Health Care

Five Ways to Improve Care at the End of Life

March 1, 2017  • Kathleen G. Sebelius & Tommy G. Thompson

This article was originally published by STAT on February 24, 2017.
All of us face the difficult prospect of a parent or loved one suffering from an illness that ultimately leads to death. When that time comes, we will want to ease their physical and emotional pain, respect their wishes, and allow them to die with dignity — the same things we will want for ourselves.

The way that Americans die has changed but, unfortunately, our medical system hasn’t kept up. It was designed at a time when death was often sudden or declines in health were relatively rapid. These days it is much more common for people to live longer with multiple chronic conditions, and we have the technology to prolong life as death approaches. End-of-life care is fragmented, intensive, and costly — and patients’ wishes are often lost due to poor communication.

As baby boomers continue to age, swelling the ranks of the elderly and those near death, how seriously ill people approaching the end of life are cared for must be reformed. We had the honor of chairing the Aspen Health Strategy Group, composed of 23 experienced leaders in health care, technology, and the media, as it explored ways to improve care at the end of life. Here are five of the transformative ideas we included in the group’s report, “Improving Care at the End of Life.”

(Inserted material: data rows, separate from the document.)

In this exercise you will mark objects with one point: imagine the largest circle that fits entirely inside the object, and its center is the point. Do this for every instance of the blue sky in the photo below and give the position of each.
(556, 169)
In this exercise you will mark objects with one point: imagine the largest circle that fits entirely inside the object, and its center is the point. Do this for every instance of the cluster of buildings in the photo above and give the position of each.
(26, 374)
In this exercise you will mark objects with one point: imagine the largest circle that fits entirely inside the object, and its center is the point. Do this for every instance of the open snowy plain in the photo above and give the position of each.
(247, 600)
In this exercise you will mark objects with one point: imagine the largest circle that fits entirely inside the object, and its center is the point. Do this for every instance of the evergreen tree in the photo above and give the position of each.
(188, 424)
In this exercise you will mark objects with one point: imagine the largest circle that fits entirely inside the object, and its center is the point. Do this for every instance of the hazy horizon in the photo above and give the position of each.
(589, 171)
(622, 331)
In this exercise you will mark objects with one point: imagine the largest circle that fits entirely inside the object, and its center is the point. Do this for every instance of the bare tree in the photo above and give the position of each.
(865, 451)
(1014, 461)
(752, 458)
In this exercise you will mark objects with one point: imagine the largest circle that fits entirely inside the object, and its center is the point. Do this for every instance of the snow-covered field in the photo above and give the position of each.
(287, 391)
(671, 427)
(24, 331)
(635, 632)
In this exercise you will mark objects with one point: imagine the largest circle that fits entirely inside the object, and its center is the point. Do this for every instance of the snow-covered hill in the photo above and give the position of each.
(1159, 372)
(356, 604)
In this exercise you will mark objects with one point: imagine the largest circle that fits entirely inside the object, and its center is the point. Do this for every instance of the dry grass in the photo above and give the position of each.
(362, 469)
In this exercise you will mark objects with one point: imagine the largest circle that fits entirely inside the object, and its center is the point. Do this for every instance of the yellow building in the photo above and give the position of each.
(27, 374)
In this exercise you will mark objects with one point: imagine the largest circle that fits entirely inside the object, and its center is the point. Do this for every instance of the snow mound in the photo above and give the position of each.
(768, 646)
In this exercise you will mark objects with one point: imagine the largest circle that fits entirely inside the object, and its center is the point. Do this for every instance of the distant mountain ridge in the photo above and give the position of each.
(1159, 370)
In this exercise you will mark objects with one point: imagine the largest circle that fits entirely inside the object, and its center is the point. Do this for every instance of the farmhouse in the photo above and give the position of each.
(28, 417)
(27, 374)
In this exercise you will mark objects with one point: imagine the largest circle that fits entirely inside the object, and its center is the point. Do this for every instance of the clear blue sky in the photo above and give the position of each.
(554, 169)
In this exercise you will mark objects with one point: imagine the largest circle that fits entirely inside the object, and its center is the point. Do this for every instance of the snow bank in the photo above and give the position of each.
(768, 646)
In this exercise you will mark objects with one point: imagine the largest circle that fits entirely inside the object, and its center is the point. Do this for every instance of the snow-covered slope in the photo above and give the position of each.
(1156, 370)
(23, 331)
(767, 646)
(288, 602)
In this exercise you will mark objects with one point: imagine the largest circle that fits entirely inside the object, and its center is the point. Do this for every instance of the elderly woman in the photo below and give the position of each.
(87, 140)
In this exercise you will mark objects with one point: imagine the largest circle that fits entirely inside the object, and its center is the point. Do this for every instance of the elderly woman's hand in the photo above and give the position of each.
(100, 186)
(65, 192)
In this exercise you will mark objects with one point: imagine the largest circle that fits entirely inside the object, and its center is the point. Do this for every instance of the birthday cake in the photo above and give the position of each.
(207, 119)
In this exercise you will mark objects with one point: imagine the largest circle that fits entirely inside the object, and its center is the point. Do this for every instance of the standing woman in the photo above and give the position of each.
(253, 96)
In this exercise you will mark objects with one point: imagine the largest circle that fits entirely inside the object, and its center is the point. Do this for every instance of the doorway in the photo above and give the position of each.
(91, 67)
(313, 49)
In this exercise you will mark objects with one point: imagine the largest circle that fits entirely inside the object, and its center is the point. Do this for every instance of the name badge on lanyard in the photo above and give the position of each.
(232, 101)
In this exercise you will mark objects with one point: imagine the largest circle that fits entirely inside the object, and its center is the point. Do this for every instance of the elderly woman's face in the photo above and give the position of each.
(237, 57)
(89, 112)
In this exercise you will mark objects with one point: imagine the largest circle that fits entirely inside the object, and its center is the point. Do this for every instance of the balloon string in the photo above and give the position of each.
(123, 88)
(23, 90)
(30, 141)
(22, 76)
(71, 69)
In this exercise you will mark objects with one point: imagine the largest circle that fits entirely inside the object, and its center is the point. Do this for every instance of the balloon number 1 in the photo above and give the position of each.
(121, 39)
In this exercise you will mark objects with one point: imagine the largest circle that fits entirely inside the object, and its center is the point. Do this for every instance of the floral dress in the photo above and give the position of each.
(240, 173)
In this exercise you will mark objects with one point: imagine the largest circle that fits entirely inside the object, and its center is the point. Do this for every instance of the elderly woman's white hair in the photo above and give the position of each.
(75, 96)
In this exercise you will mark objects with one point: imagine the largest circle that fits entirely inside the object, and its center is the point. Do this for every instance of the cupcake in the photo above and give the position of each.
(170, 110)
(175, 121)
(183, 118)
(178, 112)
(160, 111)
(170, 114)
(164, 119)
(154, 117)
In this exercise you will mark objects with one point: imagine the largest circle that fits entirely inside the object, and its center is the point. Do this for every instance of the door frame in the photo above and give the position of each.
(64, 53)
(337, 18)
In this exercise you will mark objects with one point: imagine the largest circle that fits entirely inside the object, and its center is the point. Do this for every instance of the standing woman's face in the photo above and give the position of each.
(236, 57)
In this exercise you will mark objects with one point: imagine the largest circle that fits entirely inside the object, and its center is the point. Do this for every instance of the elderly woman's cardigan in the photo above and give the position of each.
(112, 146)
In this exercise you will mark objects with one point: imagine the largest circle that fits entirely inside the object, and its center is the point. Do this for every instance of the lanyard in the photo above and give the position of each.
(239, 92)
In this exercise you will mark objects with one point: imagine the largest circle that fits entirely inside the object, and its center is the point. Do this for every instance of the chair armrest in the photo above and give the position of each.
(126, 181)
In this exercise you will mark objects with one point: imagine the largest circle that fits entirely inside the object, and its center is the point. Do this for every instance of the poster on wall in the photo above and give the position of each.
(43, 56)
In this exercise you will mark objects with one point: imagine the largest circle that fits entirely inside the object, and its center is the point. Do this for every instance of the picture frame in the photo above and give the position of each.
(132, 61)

Emphasize planning for the inevitable

Creating an advance directive and speaking to loved ones about end-of-life care wishes should be as natural and commonplace as financial planning. Far too many care decisions are made by family members who are only guessing at the wishes of their loved ones. It’s awkward to talk about death and dying, but necessary. By integrating advanced care planning into things we already do in our daily lives like using smartphones or making employee benefit decisions, we can encourage these much-needed conversations.

Refine Medicare coverage

Two serious gaps in health insurance coverage threaten many people facing the end of life. Medicare does not provide coverage for social supports, like breaks for family caregivers, or for the coordination of care. Medicare policy should be changed to include benefits for those diagnosed with advanced illness that provide social supports and care coordination through a defined care team. This kind of coverage would encourage team-based organizations to meet the needs of patients. Medicare should test the integration of its hospice benefit into Medicare Advantage and other demonstrations. Improving efficiency and delivery will help those who are seriously ill get the care they need — and help their caregivers deliver it — without jumping through hurdles and battling a bureaucracy not designed with their circumstances in mind.

Measure the effectiveness of end-of-life care

Only by understanding how well health care and social services support individuals at the ends of their lives can we understand, demand, and reward good performance by their caregivers. So we need to develop metrics that can provide accountability and transparency. In addition to measuring the quality of care, these metrics must also measure patient preferences and families’ experience as they care for their loved ones.

Train more clinicians in palliative care

Graduate medical education includes little training on the needs of patients in the last years or days of their lives. We need to create financial and professional incentives to expand the number of doctors, nurses, nurse practitioners, social workers, and other health care professionals who have the right training to effectively and compassionately provide end-of-life care.

Get community input on better models of care

Addressing this urgent need will create disruptions in how health care is delivered. Leadership by policymakers and private sector leaders is required to improve end-of-life care, but so is a social consensus that such a change is needed. This can happen only at the local level. Some communities will rise to this challenge. Those that do so successfully should be held up as examples and the lessons they learn shared with others seeking to achieve the same ends.

We sincerely hope that health care policy leaders will take this problem head-on. Much more can be done to make sure that all Americans die according to their wishes and with dignity. By implementing the ideas outlined above, we can make important strides to that end.

Kathleen G. Sebelius was the secretary of Health and Human Services from 2009 to 2014. Tommy G. Thompson was the secretary of Health and Human Services from 2001 to 2005. They are co-chairs of the Aspen Health Strategy Group.